Residential Entrance Door

We do get a lot of calls for the issue of a key that used to go all the way into a lock and operate it no problem that will no longer go all the way in.

There are a lot of different reasons that this could be happening. A jammed top pin can stop the key from entering the lock keyway or keyhole.  Generally speaking, when a key is inserted into a lock keyway or keyhole, as it is inserted, the bottom pins are raised up which in turn raises the top pin and compresses the chamber spring for each chamber. In effect, what happens is the cuts in the key and the angles of the cuts push the pins out of the way as the key is inserted. If one of the top pins is jammed and cannot move this would stop the key from being completely inserted into the keyway or keyhole. If you are faced with this problem, if there is access through the top of the lock cylinder via the chamber hole of the pin that is jammed then you may be able to free up the pin. Anything short of this and it is replacement time for the lock cylinder.

Another reason that your key may no longer be able to enter the keyway or keyhole of your lock is lack of lubrication. Many people don’t realize that a lock, just like anything else that is designed with moving parts requires lubrication. If the lock that is causing you difficulty when inserting your key is constantly exposed to the elements like the rain and snow, over a period of time the lubrication that the lock manufacturer used at the time of manufacture has likely been washed out of your lock. This would lead to your key being impossible to insert into the lock keyway or keyhole.

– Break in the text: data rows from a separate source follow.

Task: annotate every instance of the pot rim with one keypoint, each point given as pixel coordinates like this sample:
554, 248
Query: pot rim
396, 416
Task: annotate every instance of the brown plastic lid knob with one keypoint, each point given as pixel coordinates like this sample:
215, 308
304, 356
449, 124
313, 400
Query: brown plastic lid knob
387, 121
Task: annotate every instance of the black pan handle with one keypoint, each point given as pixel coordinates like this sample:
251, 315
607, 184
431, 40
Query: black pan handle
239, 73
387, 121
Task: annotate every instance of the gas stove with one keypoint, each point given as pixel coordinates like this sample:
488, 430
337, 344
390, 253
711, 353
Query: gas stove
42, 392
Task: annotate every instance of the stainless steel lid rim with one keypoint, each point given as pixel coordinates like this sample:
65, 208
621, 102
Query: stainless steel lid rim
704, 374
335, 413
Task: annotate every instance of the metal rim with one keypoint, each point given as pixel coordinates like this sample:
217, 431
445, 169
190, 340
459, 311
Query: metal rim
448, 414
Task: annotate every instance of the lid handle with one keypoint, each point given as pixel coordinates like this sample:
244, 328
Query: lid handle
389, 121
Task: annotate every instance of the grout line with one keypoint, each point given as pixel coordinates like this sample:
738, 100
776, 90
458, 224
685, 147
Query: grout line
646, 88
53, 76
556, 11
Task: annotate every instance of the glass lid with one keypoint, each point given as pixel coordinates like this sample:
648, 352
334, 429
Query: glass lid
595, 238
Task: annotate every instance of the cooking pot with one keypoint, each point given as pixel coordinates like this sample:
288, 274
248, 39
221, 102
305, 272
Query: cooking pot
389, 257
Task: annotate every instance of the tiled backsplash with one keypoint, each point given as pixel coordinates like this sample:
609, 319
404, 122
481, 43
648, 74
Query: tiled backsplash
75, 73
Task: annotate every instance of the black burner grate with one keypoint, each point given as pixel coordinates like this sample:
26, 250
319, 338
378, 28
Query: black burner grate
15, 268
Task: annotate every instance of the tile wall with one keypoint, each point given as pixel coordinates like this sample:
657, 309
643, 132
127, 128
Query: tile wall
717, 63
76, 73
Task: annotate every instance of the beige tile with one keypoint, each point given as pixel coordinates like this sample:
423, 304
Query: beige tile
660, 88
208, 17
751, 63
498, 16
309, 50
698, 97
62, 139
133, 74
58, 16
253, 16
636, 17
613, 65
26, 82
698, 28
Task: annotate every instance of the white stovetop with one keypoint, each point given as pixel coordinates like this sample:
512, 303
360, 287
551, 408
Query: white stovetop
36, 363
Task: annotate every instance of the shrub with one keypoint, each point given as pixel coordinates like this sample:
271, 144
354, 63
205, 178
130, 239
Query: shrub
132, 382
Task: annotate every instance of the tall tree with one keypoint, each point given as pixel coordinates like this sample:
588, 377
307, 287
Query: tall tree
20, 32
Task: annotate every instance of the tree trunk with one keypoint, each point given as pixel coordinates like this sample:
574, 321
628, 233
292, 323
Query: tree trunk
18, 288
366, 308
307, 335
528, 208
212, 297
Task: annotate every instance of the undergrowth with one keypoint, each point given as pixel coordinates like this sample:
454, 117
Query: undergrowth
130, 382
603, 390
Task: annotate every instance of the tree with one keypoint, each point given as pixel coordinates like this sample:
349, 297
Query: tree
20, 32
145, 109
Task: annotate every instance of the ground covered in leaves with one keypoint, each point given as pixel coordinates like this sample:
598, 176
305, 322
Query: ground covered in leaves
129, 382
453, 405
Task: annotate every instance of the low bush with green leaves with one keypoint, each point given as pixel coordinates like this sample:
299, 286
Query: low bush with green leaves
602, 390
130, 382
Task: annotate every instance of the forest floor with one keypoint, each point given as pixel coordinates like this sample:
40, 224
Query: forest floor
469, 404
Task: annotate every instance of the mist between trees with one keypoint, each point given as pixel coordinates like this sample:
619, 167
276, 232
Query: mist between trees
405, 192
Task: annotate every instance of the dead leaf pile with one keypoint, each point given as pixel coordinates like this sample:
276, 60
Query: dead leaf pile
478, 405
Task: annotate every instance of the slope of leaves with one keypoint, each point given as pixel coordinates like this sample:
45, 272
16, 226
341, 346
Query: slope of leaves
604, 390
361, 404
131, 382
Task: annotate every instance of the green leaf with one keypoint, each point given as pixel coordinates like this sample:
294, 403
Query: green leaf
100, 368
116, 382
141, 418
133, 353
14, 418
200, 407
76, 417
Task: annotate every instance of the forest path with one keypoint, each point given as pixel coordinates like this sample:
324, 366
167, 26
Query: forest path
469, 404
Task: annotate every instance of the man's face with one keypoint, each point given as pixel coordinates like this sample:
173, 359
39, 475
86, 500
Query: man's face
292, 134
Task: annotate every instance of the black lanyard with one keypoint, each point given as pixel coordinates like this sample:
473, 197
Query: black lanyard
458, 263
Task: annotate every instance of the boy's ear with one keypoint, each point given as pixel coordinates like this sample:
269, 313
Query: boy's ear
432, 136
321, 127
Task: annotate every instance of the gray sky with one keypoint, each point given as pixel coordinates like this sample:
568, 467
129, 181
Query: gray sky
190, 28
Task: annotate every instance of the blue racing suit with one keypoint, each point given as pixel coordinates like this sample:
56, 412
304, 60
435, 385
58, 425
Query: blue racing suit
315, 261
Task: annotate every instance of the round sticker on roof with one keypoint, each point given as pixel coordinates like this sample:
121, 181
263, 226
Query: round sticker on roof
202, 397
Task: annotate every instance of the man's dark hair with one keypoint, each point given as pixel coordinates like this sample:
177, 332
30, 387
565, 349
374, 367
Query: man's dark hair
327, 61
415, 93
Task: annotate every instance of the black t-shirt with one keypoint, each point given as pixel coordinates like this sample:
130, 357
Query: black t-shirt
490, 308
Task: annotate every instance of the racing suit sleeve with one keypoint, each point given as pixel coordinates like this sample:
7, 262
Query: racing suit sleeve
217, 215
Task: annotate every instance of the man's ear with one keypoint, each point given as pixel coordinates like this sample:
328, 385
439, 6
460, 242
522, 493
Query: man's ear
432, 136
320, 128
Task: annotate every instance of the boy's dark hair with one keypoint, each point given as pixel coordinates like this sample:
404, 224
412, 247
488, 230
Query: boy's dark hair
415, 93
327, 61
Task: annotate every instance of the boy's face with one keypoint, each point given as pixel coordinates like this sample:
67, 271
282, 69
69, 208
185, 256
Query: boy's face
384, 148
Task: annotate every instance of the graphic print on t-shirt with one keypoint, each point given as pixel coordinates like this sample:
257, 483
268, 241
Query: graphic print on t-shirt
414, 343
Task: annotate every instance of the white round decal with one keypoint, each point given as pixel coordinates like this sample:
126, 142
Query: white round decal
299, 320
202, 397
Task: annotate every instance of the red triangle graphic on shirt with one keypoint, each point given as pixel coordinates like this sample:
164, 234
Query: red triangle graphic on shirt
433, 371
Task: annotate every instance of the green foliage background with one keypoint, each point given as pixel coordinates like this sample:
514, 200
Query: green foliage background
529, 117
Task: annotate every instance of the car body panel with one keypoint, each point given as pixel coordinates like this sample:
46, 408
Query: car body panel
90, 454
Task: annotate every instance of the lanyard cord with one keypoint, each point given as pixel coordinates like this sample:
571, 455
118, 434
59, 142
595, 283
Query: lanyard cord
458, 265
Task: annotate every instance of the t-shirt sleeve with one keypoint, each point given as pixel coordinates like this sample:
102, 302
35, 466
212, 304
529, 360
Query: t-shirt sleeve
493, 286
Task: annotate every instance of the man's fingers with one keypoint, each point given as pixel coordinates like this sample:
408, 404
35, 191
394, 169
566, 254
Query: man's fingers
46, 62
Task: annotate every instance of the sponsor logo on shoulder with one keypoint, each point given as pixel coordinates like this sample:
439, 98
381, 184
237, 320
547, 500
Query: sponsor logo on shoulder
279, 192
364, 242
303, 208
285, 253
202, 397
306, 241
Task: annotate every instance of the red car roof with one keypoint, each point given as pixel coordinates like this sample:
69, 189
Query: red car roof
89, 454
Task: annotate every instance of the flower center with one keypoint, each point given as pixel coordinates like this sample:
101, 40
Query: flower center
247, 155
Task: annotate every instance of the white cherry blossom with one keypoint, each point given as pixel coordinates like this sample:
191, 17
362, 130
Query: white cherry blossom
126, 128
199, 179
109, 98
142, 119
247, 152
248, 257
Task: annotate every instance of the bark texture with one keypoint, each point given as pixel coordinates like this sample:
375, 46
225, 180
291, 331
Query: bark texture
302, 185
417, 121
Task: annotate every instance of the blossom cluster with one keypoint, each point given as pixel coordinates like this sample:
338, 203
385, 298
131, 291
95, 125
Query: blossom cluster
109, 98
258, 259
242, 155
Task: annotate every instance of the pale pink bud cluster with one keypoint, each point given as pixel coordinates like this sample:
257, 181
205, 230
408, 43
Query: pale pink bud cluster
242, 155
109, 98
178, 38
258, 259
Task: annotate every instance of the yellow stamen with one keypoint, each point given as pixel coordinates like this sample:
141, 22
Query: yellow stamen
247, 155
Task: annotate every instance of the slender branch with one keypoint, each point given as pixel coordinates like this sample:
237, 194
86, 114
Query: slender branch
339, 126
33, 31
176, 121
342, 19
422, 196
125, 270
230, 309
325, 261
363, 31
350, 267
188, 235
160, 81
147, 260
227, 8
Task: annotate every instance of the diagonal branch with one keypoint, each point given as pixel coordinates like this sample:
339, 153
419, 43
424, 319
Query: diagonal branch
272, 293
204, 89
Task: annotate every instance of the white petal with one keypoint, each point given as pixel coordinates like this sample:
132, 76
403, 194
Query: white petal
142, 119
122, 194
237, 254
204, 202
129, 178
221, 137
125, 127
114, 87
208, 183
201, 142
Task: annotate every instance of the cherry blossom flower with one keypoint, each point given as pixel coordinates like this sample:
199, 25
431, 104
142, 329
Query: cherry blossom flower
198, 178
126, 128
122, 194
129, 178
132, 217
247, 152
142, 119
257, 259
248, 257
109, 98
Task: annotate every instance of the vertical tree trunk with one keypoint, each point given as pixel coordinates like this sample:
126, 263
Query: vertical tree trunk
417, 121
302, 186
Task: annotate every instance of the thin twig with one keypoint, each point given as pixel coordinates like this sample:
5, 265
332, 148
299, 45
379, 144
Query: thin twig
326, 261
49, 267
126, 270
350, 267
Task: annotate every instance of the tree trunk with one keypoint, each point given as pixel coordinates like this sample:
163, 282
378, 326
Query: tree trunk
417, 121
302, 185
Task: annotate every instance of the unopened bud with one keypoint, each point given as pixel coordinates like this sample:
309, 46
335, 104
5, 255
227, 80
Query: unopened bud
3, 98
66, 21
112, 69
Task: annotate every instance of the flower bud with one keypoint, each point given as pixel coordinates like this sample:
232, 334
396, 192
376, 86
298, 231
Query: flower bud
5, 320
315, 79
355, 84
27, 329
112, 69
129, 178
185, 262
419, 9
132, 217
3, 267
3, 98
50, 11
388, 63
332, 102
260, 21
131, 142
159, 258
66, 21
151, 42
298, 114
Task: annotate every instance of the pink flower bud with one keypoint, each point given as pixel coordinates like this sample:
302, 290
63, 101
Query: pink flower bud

Before we discuss the remedy to this issue, let’s look at what should be done to stop this from happening in the future. Since the weather is getting into the lock and causing this issue for you perhaps it is time to look at installing some kind of awning or overhang to keep the weather out of the lock.

Most lock manufacturers, during the manufacturing process will lubricate a lock cylinder by using dry powdered graphite. Yes, we said “Dry Powdered Graphite”. For those unfamiliar with graphite, it is the same substance found in “Lead Pencils”. Lead pencils have not contained lead for many decades. In a pinch we suppose that you could use WD40 as a lubricant. That will at least free up the lock cylinder parts and allow your key to completely enter the keyway or keyhole and operate your lock.

On a final note, it is also possible that the lock cylinder keyway or keyhole is so badly worn that the key no longer fits into it properly. If this is the case then it is time for your lock to be replaced.